Noise Event Metric and Table Header Descriptions:

  • Aircraft DNL:  Cumulative exposure metric that logarithmically calculates the average aircraft dB(A) level over a 24-hour period, with a 10 dB penalty** artificially applied to aircraft noise events occuring during nighttime hours (22:00 - 06:59).  (**10 dB penalty is equivalent to substituting '1' nighttime aircraft noise event with '10' nighttime aircraft noise events.)
  • dB(A):  A-weighted decibel scale that adjusts (weights) low frequency ranges to model the response perceived by the human ear.
  • Leq:  For Each Noise Classification:  A cumulative exposure metric that logarithmically averages the varying sound energy over a defined period of time (month), and states it as a constant (equivalent) level for each noise classification type.
  • Lmax:  Single event noise metric that represents the maximum (peak) dB(A) level during a discrete noise event.  Monthly peak levels are represented as:
    • Min (lowest peak), Modal (most common 'whole #' peak), Max (highest peak).
  • Total Leq:  For All Noise Classifications:  Cumulative exposure metric that logarithmically averages the varying sound energy over a defined period of time (month), as states it as a constant (equivalent) level for all noise classifications
  • # Events:  Number of noise events during the month for each noise classification type.
  • % Time Online:  Percent of the month that the noise monitor was operational.


Metrics used to directly compare noise events at a specific noise monitoring location:

      Leq:  Direct comparison of non-penalized aircraft, community, mixed & background noise.
      Aircraft DNL:
  Direct comparison of aircraft only noise, including penalized aircraft noise
                               events occurring between 22:00 - 06:59.






Noise Event Detection Methodologies:

Traditional Noise Event Detection Methodology:  Prior to 2015, the Airports Authority’s noise monitors detected a noise event when the noise level exceeded a noise threshold for a minimum duration.  During noise data post-processing, only detected noise events were correlated against aircraft position data.  The traditional methodology had technological challenges:

  • Quieter aircraft commonly generated noise levels that did not satisfy the noise event threshold criteria.
  • Aircraft noise events could easily be contaminated by community noise sources (traffic, sirens, lawn mowers, construction, community activities, nature – weather, animals).
  • Lowering the noise event detection threshold did not account for increased background noise levels.

ANEEM - Aircraft Noise Event Extraction Methodology:  In 2015, the Airports Authority became the first U.S. airport system to implement ANEEM, developed by EMS Bruel & Kjaer, to identify and classify noise events.

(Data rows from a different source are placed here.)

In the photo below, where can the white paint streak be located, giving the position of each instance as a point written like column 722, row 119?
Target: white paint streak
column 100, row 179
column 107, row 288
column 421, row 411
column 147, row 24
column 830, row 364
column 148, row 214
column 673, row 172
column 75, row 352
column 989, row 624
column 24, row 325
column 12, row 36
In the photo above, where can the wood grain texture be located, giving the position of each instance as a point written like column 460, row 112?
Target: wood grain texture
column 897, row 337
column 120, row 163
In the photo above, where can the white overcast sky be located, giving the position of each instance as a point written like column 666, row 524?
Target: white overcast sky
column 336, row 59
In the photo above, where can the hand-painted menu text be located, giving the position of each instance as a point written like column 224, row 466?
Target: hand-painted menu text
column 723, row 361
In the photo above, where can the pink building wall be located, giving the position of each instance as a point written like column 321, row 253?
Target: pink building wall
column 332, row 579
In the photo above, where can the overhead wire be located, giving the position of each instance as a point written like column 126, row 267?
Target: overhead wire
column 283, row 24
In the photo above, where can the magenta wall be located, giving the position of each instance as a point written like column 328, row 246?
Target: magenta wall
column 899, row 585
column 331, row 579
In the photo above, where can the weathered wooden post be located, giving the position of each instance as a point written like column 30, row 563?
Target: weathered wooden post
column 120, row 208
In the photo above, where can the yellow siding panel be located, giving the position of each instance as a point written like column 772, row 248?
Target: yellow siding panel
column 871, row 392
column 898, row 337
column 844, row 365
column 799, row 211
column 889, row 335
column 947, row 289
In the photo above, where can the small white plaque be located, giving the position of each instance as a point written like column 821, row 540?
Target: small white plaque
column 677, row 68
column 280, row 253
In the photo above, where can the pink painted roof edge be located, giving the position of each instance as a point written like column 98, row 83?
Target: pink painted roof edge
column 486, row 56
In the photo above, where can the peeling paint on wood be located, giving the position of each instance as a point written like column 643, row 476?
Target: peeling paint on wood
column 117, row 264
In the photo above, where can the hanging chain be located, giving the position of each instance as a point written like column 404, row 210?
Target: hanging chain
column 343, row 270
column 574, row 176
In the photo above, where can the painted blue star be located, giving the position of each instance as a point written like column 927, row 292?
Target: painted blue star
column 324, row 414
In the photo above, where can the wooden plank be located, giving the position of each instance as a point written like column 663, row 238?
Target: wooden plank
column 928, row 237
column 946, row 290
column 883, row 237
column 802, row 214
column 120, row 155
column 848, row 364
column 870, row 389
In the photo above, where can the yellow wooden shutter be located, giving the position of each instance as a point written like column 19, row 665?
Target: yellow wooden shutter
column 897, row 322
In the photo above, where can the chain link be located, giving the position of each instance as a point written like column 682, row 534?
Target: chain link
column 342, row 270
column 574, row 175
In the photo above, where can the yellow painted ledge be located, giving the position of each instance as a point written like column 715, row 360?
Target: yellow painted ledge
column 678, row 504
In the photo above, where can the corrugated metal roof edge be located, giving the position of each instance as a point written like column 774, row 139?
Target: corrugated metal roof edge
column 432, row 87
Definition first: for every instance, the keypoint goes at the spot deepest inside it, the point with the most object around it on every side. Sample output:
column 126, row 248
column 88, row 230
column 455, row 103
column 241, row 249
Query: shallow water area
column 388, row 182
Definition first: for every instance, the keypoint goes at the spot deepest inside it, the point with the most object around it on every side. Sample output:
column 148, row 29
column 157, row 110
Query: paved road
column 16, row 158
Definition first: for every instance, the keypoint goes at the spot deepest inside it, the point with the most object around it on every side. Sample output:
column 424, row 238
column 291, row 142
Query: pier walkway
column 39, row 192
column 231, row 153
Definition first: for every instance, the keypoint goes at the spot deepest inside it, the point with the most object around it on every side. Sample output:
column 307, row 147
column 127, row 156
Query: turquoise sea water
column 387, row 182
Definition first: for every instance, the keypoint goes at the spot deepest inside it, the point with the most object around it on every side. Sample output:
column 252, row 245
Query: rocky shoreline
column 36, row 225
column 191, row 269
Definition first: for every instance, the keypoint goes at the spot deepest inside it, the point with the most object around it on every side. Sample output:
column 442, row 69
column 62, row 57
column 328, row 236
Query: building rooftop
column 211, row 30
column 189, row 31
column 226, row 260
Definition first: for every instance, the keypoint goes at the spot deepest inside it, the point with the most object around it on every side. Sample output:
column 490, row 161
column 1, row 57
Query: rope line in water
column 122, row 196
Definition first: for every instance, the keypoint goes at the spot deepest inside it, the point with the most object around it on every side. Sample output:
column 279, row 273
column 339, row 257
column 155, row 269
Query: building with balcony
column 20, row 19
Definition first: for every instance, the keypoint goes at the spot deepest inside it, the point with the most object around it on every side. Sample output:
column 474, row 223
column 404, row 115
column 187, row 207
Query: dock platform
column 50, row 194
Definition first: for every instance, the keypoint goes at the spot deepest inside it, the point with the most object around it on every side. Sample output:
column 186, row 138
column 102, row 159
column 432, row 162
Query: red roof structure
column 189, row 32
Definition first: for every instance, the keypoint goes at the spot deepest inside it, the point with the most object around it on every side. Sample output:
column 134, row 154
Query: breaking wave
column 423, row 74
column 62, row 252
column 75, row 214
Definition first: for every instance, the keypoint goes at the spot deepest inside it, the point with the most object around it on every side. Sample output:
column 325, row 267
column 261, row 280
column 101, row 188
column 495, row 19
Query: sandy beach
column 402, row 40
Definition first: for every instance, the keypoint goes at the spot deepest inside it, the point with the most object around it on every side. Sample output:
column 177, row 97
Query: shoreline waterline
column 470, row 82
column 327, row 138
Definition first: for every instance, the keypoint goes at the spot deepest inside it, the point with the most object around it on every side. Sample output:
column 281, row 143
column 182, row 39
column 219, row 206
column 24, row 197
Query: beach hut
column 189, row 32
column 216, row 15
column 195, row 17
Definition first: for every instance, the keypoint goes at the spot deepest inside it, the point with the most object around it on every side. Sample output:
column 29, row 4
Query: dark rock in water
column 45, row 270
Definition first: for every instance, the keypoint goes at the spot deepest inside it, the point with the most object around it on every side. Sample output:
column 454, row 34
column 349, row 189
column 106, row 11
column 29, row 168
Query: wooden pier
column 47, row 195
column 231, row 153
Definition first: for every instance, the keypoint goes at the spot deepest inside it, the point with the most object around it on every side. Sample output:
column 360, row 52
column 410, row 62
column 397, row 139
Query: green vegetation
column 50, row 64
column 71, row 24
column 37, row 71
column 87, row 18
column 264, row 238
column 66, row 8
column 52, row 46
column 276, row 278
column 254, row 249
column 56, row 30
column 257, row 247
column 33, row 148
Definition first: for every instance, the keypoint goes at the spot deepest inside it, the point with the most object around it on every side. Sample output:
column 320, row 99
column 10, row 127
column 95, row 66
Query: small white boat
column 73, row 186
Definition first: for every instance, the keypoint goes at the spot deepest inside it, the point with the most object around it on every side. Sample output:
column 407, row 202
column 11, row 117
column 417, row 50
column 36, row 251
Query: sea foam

  • ANEEM does not solely rely on the noise monitor to detect a noise event.  During noise data post-processing, ANEEM cross-references databases to identify aircraft in the vicinity of the noise monitor when the noise level rises above the background level. 
  • Aircraft-dominated noise events are identified and correlated by comparing aircraft position data with predicted noise levels for that aircraft, using FAA noise certification data.
  • ANEEM provides a more accurate detection methodology for distinguishing aircraft noise from other noise sources experienced in neighboring communities.

It is very important to clarify that the “total noise” experienced at a noise monitor is unaffected by the choice of a noise event detection methodology.

ANEEM only improves the accuracy of the noise source classification process.  ANEEM noise event counts will be higher because ANEEM accounts for quieter aircraft and higher background noise levels.  However, the “total noise” experienced at the noise monitor is consistent with legacy software.